Thermal power station
- Primary fuel: Natural gas
- Cooling source: Lake LBJ

Power generation
- Nameplate capacity: 540 MW

= Thomas C. Ferguson Power Plant =

The Thomas C. Ferguson Power Plant consists of dual natural gas fired turbines and a single steam turbine run by exhaust heat from the gas turbines in a combined cycle configuration that generates 540 megawatts (MW) of electricity. The facility is located near Horseshoe Bay in Llano County, Texas, United States. It is owned and operated by the Lower Colorado River Authority (LCRA) and was named for Thomas C. Ferguson, a member of LCRA's first Board of Directors. Cooling water is provided by Lake LBJ, a freshwater reservoir created by Wirtz Dam.

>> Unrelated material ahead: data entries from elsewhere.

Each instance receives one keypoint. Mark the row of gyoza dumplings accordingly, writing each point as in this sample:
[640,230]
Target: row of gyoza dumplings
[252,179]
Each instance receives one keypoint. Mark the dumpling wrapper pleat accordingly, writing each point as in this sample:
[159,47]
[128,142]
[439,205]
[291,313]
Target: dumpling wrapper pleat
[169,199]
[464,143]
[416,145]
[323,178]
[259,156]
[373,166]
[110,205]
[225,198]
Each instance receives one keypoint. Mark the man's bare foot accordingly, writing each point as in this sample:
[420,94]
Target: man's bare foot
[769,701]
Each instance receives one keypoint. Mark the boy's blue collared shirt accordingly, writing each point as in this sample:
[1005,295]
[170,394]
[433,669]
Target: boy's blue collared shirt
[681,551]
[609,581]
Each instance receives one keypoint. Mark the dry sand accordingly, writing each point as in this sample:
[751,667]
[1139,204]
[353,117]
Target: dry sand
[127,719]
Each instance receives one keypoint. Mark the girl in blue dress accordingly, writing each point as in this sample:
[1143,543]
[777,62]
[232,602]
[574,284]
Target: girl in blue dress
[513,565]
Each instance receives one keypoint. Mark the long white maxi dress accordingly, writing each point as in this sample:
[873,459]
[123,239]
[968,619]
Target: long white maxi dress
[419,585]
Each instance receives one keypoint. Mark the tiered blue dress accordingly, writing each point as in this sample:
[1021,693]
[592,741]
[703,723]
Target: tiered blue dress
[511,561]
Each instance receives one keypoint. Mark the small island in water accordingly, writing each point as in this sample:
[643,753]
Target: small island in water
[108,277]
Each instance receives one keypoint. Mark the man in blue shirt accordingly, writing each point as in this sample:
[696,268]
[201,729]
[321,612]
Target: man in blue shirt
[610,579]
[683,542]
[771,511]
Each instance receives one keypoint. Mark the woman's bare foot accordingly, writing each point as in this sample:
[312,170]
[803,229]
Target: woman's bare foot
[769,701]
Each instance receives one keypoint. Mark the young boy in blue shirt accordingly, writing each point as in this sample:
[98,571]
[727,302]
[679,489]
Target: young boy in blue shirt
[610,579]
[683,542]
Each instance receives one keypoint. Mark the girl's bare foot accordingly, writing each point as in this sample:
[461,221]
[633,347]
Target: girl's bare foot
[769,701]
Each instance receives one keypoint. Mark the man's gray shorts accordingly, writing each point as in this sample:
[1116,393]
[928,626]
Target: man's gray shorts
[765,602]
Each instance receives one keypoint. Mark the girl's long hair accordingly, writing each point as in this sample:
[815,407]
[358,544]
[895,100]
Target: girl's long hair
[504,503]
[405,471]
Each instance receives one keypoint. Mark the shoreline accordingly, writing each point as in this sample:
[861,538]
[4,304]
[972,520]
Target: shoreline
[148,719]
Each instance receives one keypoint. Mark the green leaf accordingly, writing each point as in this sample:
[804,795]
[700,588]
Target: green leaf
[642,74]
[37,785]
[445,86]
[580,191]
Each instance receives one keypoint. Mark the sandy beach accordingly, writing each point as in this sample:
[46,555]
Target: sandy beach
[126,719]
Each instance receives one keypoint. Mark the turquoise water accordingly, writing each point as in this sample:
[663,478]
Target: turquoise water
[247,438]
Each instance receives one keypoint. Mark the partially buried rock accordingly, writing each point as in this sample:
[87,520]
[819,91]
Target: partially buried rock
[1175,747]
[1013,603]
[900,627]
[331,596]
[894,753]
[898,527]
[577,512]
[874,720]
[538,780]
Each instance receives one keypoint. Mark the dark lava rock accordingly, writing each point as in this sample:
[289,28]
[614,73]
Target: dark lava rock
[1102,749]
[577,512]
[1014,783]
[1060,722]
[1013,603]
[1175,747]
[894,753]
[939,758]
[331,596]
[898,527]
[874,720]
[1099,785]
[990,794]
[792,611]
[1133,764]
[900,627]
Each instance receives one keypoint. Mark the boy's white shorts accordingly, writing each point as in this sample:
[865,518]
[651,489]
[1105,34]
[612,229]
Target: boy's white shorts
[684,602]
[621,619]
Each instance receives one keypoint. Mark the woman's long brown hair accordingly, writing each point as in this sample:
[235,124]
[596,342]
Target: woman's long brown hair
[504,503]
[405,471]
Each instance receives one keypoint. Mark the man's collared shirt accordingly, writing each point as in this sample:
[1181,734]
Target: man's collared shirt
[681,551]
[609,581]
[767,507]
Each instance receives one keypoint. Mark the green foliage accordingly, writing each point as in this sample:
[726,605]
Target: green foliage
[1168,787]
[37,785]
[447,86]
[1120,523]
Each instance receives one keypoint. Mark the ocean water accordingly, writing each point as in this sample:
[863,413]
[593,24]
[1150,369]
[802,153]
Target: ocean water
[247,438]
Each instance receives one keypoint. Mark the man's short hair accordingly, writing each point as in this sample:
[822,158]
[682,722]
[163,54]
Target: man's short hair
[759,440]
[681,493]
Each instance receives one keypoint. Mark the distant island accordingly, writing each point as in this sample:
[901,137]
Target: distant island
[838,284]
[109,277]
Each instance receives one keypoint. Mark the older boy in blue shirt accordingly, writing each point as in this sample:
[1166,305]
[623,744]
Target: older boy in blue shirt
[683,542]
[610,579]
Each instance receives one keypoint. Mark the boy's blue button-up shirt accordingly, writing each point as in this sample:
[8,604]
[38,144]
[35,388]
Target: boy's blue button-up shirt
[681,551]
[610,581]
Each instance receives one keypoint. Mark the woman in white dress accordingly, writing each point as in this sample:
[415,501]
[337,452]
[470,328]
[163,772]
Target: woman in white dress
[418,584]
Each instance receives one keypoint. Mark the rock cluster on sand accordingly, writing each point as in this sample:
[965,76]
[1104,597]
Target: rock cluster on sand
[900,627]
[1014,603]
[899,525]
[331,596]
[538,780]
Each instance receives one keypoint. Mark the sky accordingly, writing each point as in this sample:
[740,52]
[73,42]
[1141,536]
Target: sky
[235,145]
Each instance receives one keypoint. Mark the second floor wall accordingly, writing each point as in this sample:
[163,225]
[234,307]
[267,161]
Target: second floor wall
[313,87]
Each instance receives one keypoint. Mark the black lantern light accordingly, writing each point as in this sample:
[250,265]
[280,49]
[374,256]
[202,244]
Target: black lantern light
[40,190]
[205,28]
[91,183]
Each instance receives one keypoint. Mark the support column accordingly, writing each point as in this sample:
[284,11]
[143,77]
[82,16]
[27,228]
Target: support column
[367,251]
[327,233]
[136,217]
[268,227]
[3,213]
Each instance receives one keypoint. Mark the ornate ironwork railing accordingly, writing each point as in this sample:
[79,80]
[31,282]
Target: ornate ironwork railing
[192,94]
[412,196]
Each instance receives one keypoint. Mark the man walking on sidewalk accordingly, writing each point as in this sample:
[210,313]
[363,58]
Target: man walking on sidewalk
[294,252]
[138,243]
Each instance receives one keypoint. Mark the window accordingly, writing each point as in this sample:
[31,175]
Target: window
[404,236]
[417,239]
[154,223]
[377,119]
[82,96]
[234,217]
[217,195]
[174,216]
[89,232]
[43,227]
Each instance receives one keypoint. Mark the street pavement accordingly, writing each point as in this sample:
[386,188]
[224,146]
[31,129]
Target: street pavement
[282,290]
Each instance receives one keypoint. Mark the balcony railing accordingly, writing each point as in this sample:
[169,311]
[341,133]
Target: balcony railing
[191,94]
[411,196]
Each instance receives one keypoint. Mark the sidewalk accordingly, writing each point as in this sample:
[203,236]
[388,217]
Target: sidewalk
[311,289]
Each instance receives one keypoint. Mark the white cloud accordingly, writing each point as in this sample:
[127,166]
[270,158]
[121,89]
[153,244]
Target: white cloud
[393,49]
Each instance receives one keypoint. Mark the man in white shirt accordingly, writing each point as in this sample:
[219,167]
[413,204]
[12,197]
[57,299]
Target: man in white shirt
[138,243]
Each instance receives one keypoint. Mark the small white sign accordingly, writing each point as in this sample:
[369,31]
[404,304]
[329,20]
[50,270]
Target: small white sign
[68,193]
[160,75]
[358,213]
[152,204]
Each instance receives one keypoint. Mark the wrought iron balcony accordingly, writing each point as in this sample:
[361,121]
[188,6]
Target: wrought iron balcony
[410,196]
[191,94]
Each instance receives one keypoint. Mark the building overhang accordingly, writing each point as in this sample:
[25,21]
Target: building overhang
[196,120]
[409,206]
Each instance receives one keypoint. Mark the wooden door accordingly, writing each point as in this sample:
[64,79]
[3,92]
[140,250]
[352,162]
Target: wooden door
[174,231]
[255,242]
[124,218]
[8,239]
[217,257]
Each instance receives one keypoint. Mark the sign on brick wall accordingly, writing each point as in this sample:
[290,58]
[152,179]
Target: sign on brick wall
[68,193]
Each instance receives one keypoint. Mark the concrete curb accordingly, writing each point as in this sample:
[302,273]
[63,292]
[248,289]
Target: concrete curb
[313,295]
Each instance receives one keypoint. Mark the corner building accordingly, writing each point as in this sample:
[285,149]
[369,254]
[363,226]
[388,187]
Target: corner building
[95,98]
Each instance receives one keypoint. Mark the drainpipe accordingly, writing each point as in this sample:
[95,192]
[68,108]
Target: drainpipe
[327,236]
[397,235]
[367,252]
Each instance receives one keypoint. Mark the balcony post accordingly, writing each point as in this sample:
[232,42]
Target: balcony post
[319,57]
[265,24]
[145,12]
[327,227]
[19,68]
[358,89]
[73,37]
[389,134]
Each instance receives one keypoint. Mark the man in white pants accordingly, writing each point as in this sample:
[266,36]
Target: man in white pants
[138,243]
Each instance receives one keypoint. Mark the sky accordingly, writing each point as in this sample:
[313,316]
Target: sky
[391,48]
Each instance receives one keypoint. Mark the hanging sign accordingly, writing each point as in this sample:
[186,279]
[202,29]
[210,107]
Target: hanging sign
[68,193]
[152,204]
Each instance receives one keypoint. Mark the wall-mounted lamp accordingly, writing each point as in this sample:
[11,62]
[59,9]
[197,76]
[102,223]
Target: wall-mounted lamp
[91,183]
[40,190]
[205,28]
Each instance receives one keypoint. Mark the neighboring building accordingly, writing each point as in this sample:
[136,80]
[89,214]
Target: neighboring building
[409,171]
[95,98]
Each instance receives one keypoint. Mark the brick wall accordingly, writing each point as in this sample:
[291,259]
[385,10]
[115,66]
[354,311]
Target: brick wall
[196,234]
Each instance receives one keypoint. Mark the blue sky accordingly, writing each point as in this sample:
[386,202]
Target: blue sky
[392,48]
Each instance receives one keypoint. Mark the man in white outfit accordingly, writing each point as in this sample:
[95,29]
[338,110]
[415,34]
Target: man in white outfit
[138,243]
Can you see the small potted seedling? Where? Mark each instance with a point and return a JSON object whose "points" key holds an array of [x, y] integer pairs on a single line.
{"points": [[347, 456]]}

The LCRA broke ground in April 2012 on the project to replace the existing single-unit, natural gas fired 420 megawatt steam turbine plant completed in 1974. Fluor Corporation was the general contractor on the Ferguson Replacement Project. The LCRA dedicated the new $500 million facility, which is 35% more efficient, in October 2014.

During its last years, the original generator only operated during periods of peak demand or when other utilities needed reserve or emergency power. It stopped operating in September 2013 and was dismantled.